Слушала Ясна историю мою, в глаза мне смотрела. Верила, понимала, не осуждала меня. Как замолчал я, спросила:
- Полюбил ли ты кого? Что с ней Мира сделала?
- Дважды жениться собирался. С одной девушкой познакомился, засватался уже. Так в ночь перед свадьбой она утопилась в колодце. А с другой ночь провел только. В другой раз пришел, а она в уголке избы сидит - и смеется-смеется, с ума сошла. И было это, когда мне только двадцать зим исполнилось. Больше жениться намерения не возникало.
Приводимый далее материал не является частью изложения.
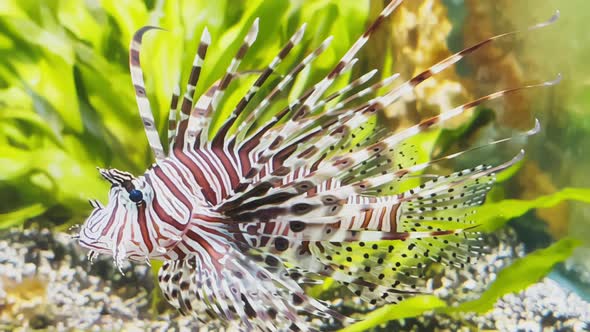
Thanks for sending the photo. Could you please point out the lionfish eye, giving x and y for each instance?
(136, 195)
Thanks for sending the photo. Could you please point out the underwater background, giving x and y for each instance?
(67, 106)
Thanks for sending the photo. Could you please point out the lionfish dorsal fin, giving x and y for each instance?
(116, 176)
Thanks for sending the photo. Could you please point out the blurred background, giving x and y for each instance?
(67, 103)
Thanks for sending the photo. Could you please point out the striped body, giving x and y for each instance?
(245, 220)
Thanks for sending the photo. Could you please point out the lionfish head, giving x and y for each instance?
(113, 229)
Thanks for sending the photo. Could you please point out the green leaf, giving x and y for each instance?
(518, 276)
(493, 216)
(17, 217)
(411, 307)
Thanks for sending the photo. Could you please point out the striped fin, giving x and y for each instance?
(247, 124)
(293, 41)
(240, 287)
(324, 84)
(395, 94)
(206, 105)
(143, 103)
(172, 117)
(371, 107)
(187, 100)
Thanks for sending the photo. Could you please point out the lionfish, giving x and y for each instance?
(246, 217)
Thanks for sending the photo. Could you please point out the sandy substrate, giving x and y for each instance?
(47, 283)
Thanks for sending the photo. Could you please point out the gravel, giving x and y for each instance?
(47, 283)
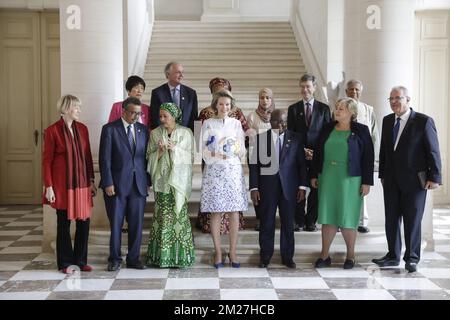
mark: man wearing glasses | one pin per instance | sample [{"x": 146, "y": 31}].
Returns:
[
  {"x": 410, "y": 164},
  {"x": 124, "y": 180}
]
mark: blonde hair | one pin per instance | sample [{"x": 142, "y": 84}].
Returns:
[
  {"x": 222, "y": 94},
  {"x": 67, "y": 102},
  {"x": 351, "y": 106}
]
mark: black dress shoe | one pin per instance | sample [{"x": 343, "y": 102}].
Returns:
[
  {"x": 411, "y": 266},
  {"x": 138, "y": 265},
  {"x": 363, "y": 229},
  {"x": 321, "y": 263},
  {"x": 349, "y": 264},
  {"x": 113, "y": 266},
  {"x": 386, "y": 261},
  {"x": 311, "y": 228},
  {"x": 290, "y": 264}
]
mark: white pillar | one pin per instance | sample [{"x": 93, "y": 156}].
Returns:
[
  {"x": 386, "y": 47},
  {"x": 91, "y": 41},
  {"x": 386, "y": 56}
]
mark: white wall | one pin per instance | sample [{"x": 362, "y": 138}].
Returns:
[
  {"x": 432, "y": 4},
  {"x": 138, "y": 25},
  {"x": 30, "y": 4},
  {"x": 180, "y": 9},
  {"x": 266, "y": 9}
]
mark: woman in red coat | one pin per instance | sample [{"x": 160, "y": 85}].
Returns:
[{"x": 69, "y": 182}]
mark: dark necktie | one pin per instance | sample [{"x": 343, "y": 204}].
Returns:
[
  {"x": 130, "y": 138},
  {"x": 308, "y": 114},
  {"x": 279, "y": 147},
  {"x": 395, "y": 131}
]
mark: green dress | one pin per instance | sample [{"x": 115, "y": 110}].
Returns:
[
  {"x": 170, "y": 240},
  {"x": 339, "y": 194}
]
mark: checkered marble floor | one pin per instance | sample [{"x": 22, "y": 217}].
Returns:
[{"x": 26, "y": 273}]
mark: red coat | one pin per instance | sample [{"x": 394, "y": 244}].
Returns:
[{"x": 54, "y": 162}]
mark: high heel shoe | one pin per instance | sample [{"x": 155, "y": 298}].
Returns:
[{"x": 234, "y": 264}]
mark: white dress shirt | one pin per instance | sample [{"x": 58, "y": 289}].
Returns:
[
  {"x": 404, "y": 118},
  {"x": 126, "y": 124}
]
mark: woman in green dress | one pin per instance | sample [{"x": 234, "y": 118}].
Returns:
[
  {"x": 170, "y": 156},
  {"x": 342, "y": 170}
]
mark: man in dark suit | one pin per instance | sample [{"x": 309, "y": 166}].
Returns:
[
  {"x": 277, "y": 179},
  {"x": 307, "y": 117},
  {"x": 174, "y": 91},
  {"x": 124, "y": 180},
  {"x": 410, "y": 164}
]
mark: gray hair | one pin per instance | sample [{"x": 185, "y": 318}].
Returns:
[
  {"x": 168, "y": 66},
  {"x": 403, "y": 89},
  {"x": 353, "y": 82},
  {"x": 222, "y": 94},
  {"x": 351, "y": 106},
  {"x": 67, "y": 102}
]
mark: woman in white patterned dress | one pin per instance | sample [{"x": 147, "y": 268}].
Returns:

- И ты один все время жил?
- Почему один? С матерью.
- Не о том я.
Понял о чем, догадался. По лицу, опущенному со стыда.
- В Муроме корчма есть, да и не одна. Так вот там не только хмельные напитки продаются, но и любовь женская. Бывал я в той корчме. Нечасто, но все же. На девиц тех Мира внимания не обращала, понимала, что ни одну из них полюбить не смогу. Можешь судить меня, Ясна, много плохого я совершил. Иногда подумаю, ведь и Мира-то не виновата - все мы существа Божии. Что теперь делать, если она такой уродилась! Всем любви и тепла человеческого хочется. Но это я сейчас понимаю, а тогда в ужасе был от мысли одной о ней.